I vote for Option#3. Can’t live without my logrotate.conf.
Jaysunn
Option #4:
cp /dev/null toobig
Option #5:
cat /dev/null > toobig
Option #4:
cp /dev/null toobig
Option #5:
cat /dev/null > toobig
What does it mean to “rotate” log files?
@tip
http://linux.die.net/man/8/logrotate
“Please note that largefile.txt file is created if it doesn’t exist. And largefile.txt file is overwritten if it exits.”
Last word should be “exists” :)
Truncating brings up a good time to remind users about sparse files. Before you try to truncate a file, make sure the file isn’t a sparse file. With sparse files, checking the size with ls -l will NOT give you the true file size.
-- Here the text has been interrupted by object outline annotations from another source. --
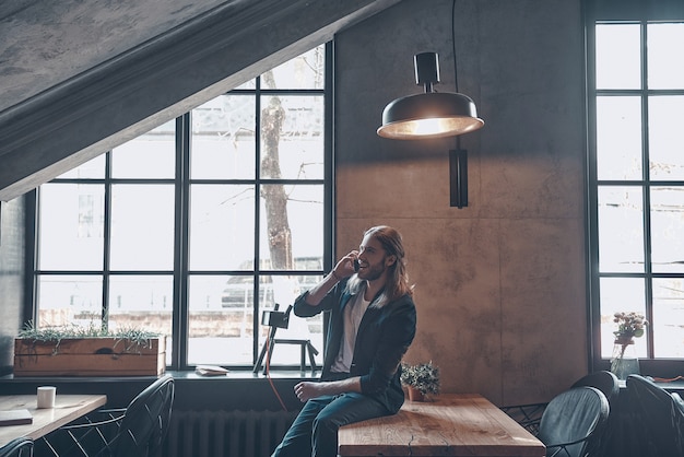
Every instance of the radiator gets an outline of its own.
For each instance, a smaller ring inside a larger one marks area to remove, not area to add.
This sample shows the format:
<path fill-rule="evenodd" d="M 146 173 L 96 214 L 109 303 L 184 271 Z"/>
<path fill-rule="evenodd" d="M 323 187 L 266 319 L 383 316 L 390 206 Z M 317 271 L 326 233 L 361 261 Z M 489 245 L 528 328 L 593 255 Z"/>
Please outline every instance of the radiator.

In fact, the file may look many times larger than it really is.
Always check the file with the command du to check the size of the file if there is any chance you may be dealing with a sparse file or if you aren’t sure.
@Dave: Yes, good to know/remember.
Nevertheless, [ls] can show blocks with [s / --size] option:
dd if=/dev/zero of=sparse bs=1 count=1 seek=1024k # let's create a sparse-file
ls -ls sparse # show me your blocks
8 -rw-r--r-- 1 user1 user1 1048577 feb 24 18:38 sparse
mentioning the ‘truncate’ command (as opposed to the library call), makes this Linux only (or other Unix-like without its own file utils, relying on GNU).